Hacia finales del siglo XIX, el arte comenzaba una importante transformación, fruto de muchos procesos que convergieron. Por ejemplo, la influencia del romanticismo había animado a las generaciones siguientes a buscar un lenguaje personal y original. Por otro lado, la aparición de las tecnologías de la imagen, como la cámara fotográfica, incidieron en el modo en que era concebida la función del arte occidental.
Así, para el último tercio del siglo XIX, ya se veían propuestas arriesgadas como el impresionismo (Renoir, Monet), el postimpresionismo (Van Gogh, Gauguin), el simbolismo, el arte naif y otras corrientes. El fauvismo, de hecho, fue contemporáneo con el expresionismo alemán y, al igual que este, defendía la libertad expresiva.
El fauvismo logró abrirse espacio en el Salón de Otoño de París en 1905, que dedicó la sala número ocho a los artistas Henry Matisse, Maurice Vlaminck y André Derain. Pero las características de sus obras escandalizaron a la audiencia y, especialmente, a algunos críticos más conservadores. Los cuadros mostraban colores estridentes e incoherentes con la “realidad”.
Aquello fue un espectáculo impactante y desafiante, de modo que el crítico Louis Vauxcelles se expresó de este modo: “Donatello chez les fauves”, que en francés quiere decir: “¡Vaya! Donatello entre fieras”. Así, lo que comenzó como una descalificación, fue asumido por los artistas como el nombre del nuevo estilo: “fauvismo”, el movimiento de “las fieras”.
No se puede decir que el fauvismo haya sido un movimiento con un manifiesto programático, como sí lo fue el futurismo, por ejemplo. Sin embargo, sus artistas compartían el interés por la exaltación del color y la intención de ruptura. En consecuencia, para el año 1908 el fauvismo se diluyó.

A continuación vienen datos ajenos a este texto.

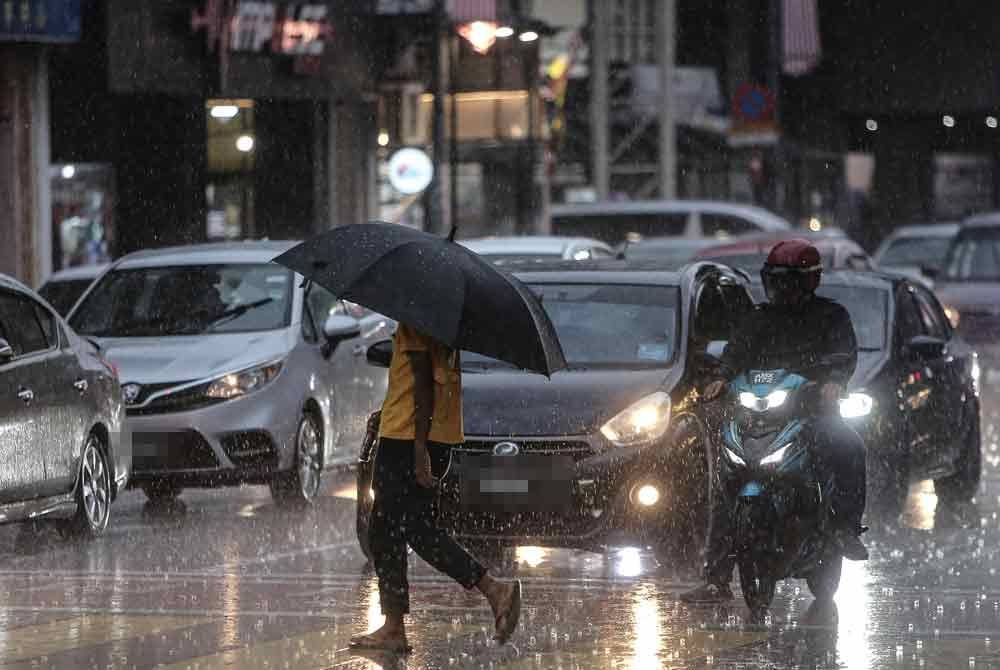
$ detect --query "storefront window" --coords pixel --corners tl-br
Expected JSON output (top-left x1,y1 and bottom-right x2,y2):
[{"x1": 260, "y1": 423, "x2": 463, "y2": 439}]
[
  {"x1": 205, "y1": 100, "x2": 257, "y2": 240},
  {"x1": 49, "y1": 163, "x2": 115, "y2": 270}
]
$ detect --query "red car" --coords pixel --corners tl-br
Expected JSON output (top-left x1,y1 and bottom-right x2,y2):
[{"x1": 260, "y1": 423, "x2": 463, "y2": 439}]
[{"x1": 694, "y1": 231, "x2": 874, "y2": 271}]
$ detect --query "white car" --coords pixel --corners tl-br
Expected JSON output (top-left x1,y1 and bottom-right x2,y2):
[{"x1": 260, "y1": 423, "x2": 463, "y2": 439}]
[
  {"x1": 873, "y1": 223, "x2": 959, "y2": 283},
  {"x1": 551, "y1": 200, "x2": 792, "y2": 245},
  {"x1": 69, "y1": 242, "x2": 394, "y2": 510},
  {"x1": 459, "y1": 235, "x2": 615, "y2": 266},
  {"x1": 38, "y1": 263, "x2": 108, "y2": 316}
]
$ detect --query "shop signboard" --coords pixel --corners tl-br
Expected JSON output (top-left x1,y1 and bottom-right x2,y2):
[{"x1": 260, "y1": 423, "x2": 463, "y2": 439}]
[{"x1": 0, "y1": 0, "x2": 80, "y2": 42}]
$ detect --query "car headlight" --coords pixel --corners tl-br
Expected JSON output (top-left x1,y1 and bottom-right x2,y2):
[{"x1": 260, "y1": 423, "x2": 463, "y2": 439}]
[
  {"x1": 840, "y1": 393, "x2": 875, "y2": 419},
  {"x1": 740, "y1": 389, "x2": 788, "y2": 412},
  {"x1": 942, "y1": 305, "x2": 962, "y2": 328},
  {"x1": 205, "y1": 362, "x2": 281, "y2": 400},
  {"x1": 601, "y1": 391, "x2": 670, "y2": 447},
  {"x1": 760, "y1": 442, "x2": 792, "y2": 465}
]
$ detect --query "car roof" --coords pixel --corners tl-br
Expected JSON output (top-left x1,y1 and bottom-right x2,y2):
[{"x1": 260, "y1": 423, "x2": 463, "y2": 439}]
[
  {"x1": 0, "y1": 273, "x2": 35, "y2": 295},
  {"x1": 551, "y1": 200, "x2": 791, "y2": 230},
  {"x1": 889, "y1": 221, "x2": 959, "y2": 238},
  {"x1": 45, "y1": 263, "x2": 110, "y2": 283},
  {"x1": 698, "y1": 234, "x2": 861, "y2": 258},
  {"x1": 115, "y1": 240, "x2": 297, "y2": 269},
  {"x1": 962, "y1": 212, "x2": 1000, "y2": 230},
  {"x1": 458, "y1": 235, "x2": 608, "y2": 254},
  {"x1": 751, "y1": 270, "x2": 896, "y2": 291},
  {"x1": 514, "y1": 259, "x2": 745, "y2": 286}
]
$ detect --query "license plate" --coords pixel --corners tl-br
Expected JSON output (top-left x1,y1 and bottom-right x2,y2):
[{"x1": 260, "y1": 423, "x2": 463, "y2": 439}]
[{"x1": 459, "y1": 454, "x2": 575, "y2": 512}]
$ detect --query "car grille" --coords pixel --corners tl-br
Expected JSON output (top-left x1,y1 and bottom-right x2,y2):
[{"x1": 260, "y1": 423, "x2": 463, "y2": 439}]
[
  {"x1": 458, "y1": 437, "x2": 594, "y2": 461},
  {"x1": 126, "y1": 384, "x2": 222, "y2": 416},
  {"x1": 132, "y1": 430, "x2": 219, "y2": 472},
  {"x1": 222, "y1": 430, "x2": 278, "y2": 468}
]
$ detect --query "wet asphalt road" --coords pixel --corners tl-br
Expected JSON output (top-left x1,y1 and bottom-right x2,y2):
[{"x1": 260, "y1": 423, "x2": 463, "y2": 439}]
[{"x1": 0, "y1": 387, "x2": 1000, "y2": 670}]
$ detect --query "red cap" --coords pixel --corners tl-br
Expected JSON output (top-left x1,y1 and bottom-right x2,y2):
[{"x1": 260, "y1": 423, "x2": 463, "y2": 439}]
[{"x1": 765, "y1": 239, "x2": 823, "y2": 272}]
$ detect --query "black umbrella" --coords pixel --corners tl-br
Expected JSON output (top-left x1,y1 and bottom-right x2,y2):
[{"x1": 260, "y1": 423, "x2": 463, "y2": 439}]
[{"x1": 274, "y1": 223, "x2": 566, "y2": 375}]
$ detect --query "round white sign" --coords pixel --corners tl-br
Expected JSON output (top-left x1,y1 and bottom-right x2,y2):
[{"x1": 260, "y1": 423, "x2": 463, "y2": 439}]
[{"x1": 389, "y1": 147, "x2": 434, "y2": 195}]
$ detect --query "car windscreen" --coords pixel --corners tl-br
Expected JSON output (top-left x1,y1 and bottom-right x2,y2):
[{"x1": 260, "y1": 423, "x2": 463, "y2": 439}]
[
  {"x1": 38, "y1": 279, "x2": 94, "y2": 316},
  {"x1": 751, "y1": 282, "x2": 889, "y2": 351},
  {"x1": 816, "y1": 286, "x2": 889, "y2": 351},
  {"x1": 462, "y1": 284, "x2": 680, "y2": 369},
  {"x1": 71, "y1": 263, "x2": 294, "y2": 337},
  {"x1": 878, "y1": 237, "x2": 951, "y2": 270},
  {"x1": 945, "y1": 227, "x2": 1000, "y2": 282}
]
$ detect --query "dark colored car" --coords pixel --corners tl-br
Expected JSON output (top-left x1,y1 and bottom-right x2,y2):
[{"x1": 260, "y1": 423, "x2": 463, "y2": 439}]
[
  {"x1": 358, "y1": 263, "x2": 753, "y2": 552},
  {"x1": 694, "y1": 230, "x2": 874, "y2": 273},
  {"x1": 0, "y1": 275, "x2": 132, "y2": 535},
  {"x1": 753, "y1": 271, "x2": 981, "y2": 514},
  {"x1": 934, "y1": 213, "x2": 1000, "y2": 360}
]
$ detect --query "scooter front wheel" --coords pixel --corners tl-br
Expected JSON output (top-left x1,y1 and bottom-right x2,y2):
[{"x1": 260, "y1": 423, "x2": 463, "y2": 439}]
[
  {"x1": 806, "y1": 556, "x2": 844, "y2": 602},
  {"x1": 739, "y1": 558, "x2": 777, "y2": 623}
]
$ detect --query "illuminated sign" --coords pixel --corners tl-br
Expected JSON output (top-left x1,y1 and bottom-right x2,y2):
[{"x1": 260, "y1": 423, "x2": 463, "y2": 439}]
[
  {"x1": 191, "y1": 0, "x2": 332, "y2": 56},
  {"x1": 0, "y1": 0, "x2": 80, "y2": 42}
]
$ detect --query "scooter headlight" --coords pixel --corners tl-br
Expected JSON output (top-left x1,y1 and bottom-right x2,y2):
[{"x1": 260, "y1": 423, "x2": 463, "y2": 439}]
[
  {"x1": 840, "y1": 392, "x2": 875, "y2": 419},
  {"x1": 601, "y1": 391, "x2": 670, "y2": 447},
  {"x1": 740, "y1": 389, "x2": 788, "y2": 412},
  {"x1": 760, "y1": 442, "x2": 792, "y2": 465}
]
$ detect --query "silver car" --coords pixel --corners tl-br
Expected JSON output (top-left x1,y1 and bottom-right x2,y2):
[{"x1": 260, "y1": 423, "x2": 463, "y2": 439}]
[
  {"x1": 0, "y1": 275, "x2": 132, "y2": 535},
  {"x1": 70, "y1": 242, "x2": 391, "y2": 510}
]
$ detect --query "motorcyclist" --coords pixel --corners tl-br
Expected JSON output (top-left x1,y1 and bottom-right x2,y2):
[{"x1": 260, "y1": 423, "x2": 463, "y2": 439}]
[{"x1": 681, "y1": 239, "x2": 868, "y2": 603}]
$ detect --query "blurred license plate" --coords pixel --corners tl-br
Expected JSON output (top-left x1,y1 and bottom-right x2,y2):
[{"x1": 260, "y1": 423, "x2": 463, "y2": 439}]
[{"x1": 460, "y1": 454, "x2": 575, "y2": 512}]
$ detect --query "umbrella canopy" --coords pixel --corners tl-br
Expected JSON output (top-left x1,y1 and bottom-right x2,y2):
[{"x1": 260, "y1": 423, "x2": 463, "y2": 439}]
[{"x1": 274, "y1": 223, "x2": 566, "y2": 375}]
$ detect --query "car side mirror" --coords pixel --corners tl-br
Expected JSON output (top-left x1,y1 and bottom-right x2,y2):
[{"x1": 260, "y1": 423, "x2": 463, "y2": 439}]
[
  {"x1": 365, "y1": 340, "x2": 392, "y2": 368},
  {"x1": 906, "y1": 335, "x2": 948, "y2": 360},
  {"x1": 323, "y1": 314, "x2": 361, "y2": 356}
]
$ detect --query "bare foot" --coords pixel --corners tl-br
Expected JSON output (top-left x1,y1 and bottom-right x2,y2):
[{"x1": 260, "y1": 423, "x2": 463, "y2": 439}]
[{"x1": 351, "y1": 624, "x2": 410, "y2": 653}]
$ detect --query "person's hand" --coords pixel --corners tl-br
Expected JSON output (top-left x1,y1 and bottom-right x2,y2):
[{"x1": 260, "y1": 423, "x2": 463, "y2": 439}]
[
  {"x1": 819, "y1": 382, "x2": 844, "y2": 407},
  {"x1": 413, "y1": 443, "x2": 434, "y2": 489},
  {"x1": 702, "y1": 379, "x2": 726, "y2": 400}
]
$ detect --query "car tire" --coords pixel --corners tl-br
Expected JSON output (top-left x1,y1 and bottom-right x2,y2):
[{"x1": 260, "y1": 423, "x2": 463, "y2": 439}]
[
  {"x1": 934, "y1": 412, "x2": 983, "y2": 504},
  {"x1": 270, "y1": 410, "x2": 323, "y2": 507},
  {"x1": 806, "y1": 556, "x2": 844, "y2": 602},
  {"x1": 142, "y1": 480, "x2": 184, "y2": 505},
  {"x1": 67, "y1": 434, "x2": 114, "y2": 538}
]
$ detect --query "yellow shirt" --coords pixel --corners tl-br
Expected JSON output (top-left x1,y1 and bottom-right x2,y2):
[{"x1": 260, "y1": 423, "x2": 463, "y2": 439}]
[{"x1": 379, "y1": 324, "x2": 465, "y2": 444}]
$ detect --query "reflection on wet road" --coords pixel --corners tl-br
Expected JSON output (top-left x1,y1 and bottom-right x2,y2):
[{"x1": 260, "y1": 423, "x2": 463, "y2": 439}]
[{"x1": 0, "y1": 389, "x2": 1000, "y2": 670}]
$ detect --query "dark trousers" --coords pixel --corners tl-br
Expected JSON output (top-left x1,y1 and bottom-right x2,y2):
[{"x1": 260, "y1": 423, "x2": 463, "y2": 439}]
[
  {"x1": 369, "y1": 438, "x2": 486, "y2": 615},
  {"x1": 705, "y1": 417, "x2": 867, "y2": 585}
]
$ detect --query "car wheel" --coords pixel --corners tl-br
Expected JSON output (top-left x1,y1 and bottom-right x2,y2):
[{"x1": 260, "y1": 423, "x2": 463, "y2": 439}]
[
  {"x1": 271, "y1": 411, "x2": 323, "y2": 505},
  {"x1": 934, "y1": 421, "x2": 983, "y2": 504},
  {"x1": 142, "y1": 481, "x2": 184, "y2": 505},
  {"x1": 68, "y1": 435, "x2": 112, "y2": 537}
]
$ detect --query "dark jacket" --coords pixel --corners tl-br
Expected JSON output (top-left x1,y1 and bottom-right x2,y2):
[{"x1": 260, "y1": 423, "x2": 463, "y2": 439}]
[{"x1": 722, "y1": 296, "x2": 858, "y2": 386}]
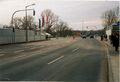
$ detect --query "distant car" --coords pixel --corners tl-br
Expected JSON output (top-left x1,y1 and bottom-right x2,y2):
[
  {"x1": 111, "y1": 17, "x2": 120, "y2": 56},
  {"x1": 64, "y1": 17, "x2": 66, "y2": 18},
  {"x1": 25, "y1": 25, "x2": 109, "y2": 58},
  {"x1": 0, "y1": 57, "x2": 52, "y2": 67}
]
[
  {"x1": 90, "y1": 35, "x2": 94, "y2": 38},
  {"x1": 82, "y1": 35, "x2": 86, "y2": 38}
]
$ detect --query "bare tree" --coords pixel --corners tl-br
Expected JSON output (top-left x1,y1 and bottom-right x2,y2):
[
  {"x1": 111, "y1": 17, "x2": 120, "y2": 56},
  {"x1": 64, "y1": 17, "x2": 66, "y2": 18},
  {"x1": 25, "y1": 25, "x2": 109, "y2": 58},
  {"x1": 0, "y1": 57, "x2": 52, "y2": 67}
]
[
  {"x1": 41, "y1": 9, "x2": 58, "y2": 33},
  {"x1": 102, "y1": 7, "x2": 119, "y2": 29},
  {"x1": 13, "y1": 17, "x2": 22, "y2": 29},
  {"x1": 13, "y1": 16, "x2": 37, "y2": 30}
]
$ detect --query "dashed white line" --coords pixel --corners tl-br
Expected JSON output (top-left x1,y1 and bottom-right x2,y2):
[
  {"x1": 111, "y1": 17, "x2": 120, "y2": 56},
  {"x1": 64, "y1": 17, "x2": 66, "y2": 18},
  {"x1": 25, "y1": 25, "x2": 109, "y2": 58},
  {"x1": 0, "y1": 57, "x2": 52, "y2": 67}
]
[
  {"x1": 14, "y1": 50, "x2": 24, "y2": 53},
  {"x1": 72, "y1": 48, "x2": 79, "y2": 52},
  {"x1": 48, "y1": 56, "x2": 64, "y2": 65}
]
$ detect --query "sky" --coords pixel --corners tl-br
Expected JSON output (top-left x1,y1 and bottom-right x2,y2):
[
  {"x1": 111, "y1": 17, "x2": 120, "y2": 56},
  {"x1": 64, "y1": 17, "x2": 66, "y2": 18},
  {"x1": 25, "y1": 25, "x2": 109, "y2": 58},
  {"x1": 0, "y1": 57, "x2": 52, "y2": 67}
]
[{"x1": 0, "y1": 0, "x2": 119, "y2": 30}]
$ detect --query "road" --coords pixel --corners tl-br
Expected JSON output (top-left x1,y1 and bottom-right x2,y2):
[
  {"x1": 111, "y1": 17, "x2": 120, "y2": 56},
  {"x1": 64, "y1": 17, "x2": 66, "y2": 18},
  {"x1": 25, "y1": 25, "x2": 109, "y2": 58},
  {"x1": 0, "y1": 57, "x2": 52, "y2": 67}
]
[{"x1": 0, "y1": 39, "x2": 107, "y2": 82}]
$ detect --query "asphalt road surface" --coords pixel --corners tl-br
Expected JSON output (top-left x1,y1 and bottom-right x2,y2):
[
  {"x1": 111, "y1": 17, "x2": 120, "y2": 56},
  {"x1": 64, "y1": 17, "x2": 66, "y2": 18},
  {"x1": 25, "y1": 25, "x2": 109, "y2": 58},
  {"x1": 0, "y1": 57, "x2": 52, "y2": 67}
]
[{"x1": 0, "y1": 39, "x2": 107, "y2": 82}]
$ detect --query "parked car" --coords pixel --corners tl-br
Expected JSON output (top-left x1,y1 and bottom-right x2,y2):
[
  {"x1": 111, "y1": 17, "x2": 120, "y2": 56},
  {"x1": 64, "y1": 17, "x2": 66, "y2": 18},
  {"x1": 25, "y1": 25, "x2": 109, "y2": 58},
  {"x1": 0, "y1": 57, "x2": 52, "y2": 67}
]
[{"x1": 90, "y1": 35, "x2": 94, "y2": 38}]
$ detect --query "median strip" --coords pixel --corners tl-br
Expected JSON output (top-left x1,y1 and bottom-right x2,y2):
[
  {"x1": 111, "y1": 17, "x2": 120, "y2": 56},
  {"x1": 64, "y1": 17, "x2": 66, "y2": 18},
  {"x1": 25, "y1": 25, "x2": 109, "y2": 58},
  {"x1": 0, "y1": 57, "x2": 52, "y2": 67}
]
[
  {"x1": 48, "y1": 56, "x2": 64, "y2": 65},
  {"x1": 72, "y1": 48, "x2": 79, "y2": 52},
  {"x1": 14, "y1": 50, "x2": 24, "y2": 53}
]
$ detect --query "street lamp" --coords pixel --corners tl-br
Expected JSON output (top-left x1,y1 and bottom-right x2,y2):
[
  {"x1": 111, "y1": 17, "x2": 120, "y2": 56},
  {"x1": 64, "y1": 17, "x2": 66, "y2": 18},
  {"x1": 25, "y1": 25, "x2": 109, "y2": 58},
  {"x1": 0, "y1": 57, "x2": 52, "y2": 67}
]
[{"x1": 25, "y1": 4, "x2": 35, "y2": 42}]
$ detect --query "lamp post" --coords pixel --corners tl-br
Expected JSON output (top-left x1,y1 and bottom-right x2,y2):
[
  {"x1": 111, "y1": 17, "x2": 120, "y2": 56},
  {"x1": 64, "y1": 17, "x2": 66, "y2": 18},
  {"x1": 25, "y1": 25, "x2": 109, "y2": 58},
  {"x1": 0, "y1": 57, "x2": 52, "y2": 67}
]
[{"x1": 25, "y1": 4, "x2": 35, "y2": 42}]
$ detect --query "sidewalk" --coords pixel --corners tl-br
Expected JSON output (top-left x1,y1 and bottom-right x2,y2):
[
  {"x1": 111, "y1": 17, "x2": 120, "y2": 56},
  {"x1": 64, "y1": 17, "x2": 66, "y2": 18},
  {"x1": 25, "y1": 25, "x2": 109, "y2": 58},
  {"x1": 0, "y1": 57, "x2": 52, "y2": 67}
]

Sin embargo, su influencia fue fundamental para la primera generación de vanguardistas.
Las características del movimiento eran la exaltación del color, el instinto y la impulsividad, el desinterés por la perspectiva y el modelado, trazos espontáneos y sueltos y la vuelta al trabajo al estudio, a diferencia de pintores anteriores que habían salido al exterior a pintar.
Los temas del fauvismo podían abarcar el espectro de los retratos, los paisajes, los objetos cotidianos, la relación idílica del ser humano con la naturaleza y las escenas de interiores.
Mi favorito de esa corriente es Henri Matisse. Este cuadro se llama la raya verde (Amélie Parayre), pintado en 1905 y está en la Galería Nacional de Dinamarca, Copenhague.
Aquí se ve como Matisse exalta al color en sí mismo, usándolo en su estado puro y de manera directa.
Por ende, la obra fauvista hace gala de una coloración atrevida. Usa colores de manera brutal y con relativa arbitrariedad, procurando deliberadamente una sensación de disonancia que rompa la asociación del color con la representación de la realidad tal como ella es concebida.
Más que indagar sobre los sentimientos o pensamientos del artista, el fauvismo exhibe el flujo del instinto creativo. En consecuencia, las líneas y los colores resultan de gestos impulsivos, pretendiendo con ello alcanzar la genuinidad atribuida a los niños o a lo “salvaje”, es decir, a aquello que no ha sido “tocado” por el orden civilizatorio dominante.
Este segundo cuadro es André Derain. Puente sobre el Rio, de 1906. Colección de William S. Paley.
Otro rasgo del arte fauvista fue el desinterés por la profundidad espacial, la perspectiva y el modelado y, con ello, por el claroscuro. Las figuras del plano fauvista suelen ser planas, y algunas veces aparecen delimitadas por gruesos contornos. Se desvanece, pues, la pretensión de construir imágenes que imiten el mundo visible.
Este último cuadro es de Maurice de Vlaminck, se llama El Huerto, es de 1905 y pertenece a una colección privada.
Es posible que a Henri Mattisse también se lo considere dentro de otros movimientos, ya que hay que recordar que casi ningún artista ha pertenecido a un solo movimiento, aunque dentro del fauvismo es su ícono.